One of the challenges is that there are so many new drugs and targets being developed that it becomes a case of what to focus on and how to best enrich the target population for those tumors that are more likely to benefit. We are now beginning to see clinical trials with a much tighter focus on specific sarcoma subtypes.
H&O What other treatment approaches aside from chemotherapy are employed in sarcoma patients?
IJ All patients who have resectable tumors undergo surgery and, commonly, radiotherapy, as well as standard adjuvant therapy. All patients with high-grade tumors are likely to receive adjuvant radiotherapy. In patients who develop metastatic disease, local therapies are of limited use and radiofrequency ablation and surgery are procedures that are frequently performed for liver and lung metastases. In fact, metastasectomy plays a key role in the management of some sarcomas, particularly osteosarcoma. It is not clear whether radiotherapy is going to extend its use because of technical developments, but it is likely that in some advance cases, technologic development will enable essentially local therapies to be applied to distant metastatic disease.
Immunotherapy has also been looked at in sarcoma. We see various diseases where there is a translocation that produces a unique fusion protein, which should not be present in any other solid body, and thus we would expect a vaccine against that fusion protein to be effective, but this far it is not. Synovial sarcoma has been the archetype for sarcoma vaccine studies, and a number of vaccines have been developed against the fusion protein. Unfortunately, it has not been possible to demonstrate a true meaningful immune response that actually causes tumor cell kill.
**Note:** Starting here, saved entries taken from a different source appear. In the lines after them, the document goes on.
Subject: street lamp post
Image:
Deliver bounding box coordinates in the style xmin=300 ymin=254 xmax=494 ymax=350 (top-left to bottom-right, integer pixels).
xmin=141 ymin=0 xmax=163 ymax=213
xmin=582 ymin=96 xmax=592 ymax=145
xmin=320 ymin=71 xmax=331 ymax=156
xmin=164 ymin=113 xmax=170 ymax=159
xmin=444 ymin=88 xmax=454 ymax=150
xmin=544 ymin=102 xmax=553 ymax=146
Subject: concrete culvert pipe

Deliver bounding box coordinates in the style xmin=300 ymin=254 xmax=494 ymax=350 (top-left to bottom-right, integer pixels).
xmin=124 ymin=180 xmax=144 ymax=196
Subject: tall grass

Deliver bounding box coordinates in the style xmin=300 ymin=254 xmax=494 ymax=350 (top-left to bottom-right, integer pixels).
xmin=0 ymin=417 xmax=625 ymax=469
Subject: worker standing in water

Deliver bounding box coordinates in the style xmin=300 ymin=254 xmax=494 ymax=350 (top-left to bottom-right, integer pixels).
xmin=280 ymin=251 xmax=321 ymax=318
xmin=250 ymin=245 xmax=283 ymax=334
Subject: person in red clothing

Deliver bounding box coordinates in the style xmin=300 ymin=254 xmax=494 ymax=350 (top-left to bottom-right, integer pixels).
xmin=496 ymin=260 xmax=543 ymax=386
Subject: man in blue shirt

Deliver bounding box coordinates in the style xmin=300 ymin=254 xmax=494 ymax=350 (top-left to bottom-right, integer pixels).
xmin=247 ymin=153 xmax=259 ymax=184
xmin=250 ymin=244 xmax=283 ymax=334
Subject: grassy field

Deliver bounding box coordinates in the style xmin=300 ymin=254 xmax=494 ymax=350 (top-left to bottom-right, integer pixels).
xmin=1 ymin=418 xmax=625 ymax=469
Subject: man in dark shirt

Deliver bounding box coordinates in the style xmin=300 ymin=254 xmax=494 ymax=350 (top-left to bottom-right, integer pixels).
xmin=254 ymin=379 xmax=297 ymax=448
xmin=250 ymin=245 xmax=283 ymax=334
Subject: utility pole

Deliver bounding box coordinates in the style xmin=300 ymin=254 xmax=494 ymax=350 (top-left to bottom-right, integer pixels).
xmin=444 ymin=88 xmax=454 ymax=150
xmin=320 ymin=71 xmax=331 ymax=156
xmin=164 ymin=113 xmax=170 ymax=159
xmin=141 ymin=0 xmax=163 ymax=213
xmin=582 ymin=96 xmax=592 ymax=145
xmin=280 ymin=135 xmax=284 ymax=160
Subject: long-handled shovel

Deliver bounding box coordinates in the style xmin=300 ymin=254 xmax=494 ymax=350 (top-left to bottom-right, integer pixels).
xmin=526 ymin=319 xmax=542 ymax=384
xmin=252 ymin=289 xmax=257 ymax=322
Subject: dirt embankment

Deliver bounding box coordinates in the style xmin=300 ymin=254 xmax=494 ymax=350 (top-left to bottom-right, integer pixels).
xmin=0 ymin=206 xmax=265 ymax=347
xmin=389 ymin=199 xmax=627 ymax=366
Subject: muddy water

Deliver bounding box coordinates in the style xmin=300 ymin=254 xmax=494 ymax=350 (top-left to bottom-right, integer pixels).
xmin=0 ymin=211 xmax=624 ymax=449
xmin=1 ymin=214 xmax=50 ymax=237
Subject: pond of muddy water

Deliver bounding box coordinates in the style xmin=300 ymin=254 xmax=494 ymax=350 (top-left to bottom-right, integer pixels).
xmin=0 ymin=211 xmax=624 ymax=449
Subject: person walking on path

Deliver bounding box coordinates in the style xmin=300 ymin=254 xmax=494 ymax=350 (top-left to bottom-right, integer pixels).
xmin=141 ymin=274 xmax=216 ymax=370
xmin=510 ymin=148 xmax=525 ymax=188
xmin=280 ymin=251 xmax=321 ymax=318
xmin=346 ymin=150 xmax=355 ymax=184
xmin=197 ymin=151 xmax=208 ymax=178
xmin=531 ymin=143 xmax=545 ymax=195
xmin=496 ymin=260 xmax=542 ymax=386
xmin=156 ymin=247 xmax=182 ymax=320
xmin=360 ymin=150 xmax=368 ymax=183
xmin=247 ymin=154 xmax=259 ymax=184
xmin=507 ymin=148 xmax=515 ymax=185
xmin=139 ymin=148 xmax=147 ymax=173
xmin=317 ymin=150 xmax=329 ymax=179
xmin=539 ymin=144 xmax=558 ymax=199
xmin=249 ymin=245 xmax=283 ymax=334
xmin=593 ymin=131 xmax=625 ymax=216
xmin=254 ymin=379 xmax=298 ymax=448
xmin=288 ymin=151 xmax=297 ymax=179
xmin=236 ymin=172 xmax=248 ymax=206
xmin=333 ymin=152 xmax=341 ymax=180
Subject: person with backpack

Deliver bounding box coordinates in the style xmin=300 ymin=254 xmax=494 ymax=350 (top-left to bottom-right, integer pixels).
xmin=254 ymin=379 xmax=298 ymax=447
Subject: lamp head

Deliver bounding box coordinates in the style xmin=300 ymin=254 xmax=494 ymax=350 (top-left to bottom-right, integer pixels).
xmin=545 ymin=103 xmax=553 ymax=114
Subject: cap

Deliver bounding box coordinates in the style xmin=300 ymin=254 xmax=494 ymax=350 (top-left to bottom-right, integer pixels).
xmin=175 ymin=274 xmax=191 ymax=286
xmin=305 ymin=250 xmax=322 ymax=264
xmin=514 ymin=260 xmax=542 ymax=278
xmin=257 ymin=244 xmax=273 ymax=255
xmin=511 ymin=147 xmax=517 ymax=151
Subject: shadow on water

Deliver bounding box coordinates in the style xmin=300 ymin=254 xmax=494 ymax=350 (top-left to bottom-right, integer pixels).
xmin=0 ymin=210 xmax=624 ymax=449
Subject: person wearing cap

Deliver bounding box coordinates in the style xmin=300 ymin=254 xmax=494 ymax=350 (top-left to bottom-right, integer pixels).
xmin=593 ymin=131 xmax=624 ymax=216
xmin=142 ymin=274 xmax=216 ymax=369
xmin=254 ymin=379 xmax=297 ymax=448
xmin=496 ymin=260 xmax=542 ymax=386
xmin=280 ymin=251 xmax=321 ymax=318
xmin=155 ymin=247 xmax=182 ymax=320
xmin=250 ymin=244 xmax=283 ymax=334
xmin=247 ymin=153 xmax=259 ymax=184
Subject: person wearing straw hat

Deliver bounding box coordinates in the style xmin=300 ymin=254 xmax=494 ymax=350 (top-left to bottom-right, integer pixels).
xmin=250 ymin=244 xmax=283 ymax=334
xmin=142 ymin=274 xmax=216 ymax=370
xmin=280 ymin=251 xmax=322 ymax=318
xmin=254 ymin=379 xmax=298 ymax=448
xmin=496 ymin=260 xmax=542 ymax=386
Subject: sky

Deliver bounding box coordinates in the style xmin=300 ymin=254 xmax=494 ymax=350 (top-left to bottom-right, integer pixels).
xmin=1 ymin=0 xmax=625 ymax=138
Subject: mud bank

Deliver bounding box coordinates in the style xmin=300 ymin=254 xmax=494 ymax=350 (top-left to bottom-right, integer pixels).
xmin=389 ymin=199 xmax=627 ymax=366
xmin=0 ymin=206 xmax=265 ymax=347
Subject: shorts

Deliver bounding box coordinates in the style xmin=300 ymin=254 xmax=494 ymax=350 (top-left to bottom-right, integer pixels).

Another type of immunotherapy is a naturally occurring virus, the reovirus, which is cytotoxic to cells that are driven by mutant RAS or overexpressed RAS, and many cancer cells are therefore susceptible to it. Phase II studies have showed some intriguing hints of activity with reovirus in terms of disease stabilization.
Suggested Readings
Krikelis D, Judson I. Role of chemotherapy in the management of soft tissue sarcomas. Expert Rev Anticancer Ther. 2010;10:249-260.
Le Cesne A, Blay JY, Bui BN, et al. Phase II study of oral masitinib mesilate inimatinib-naïve patients with locally advanced or metastatic gastro-intestinal stromal tumour (GIST). Eur J Cancer. 2010. March 6. [Epub ahead of print].
Stacchiotti S, Tamborini E, Marrari A, et al. Response to sunitinib malate in advanced alveolar soft part sarcoma. Clin Cancer Res. 2009;15:1096-1104.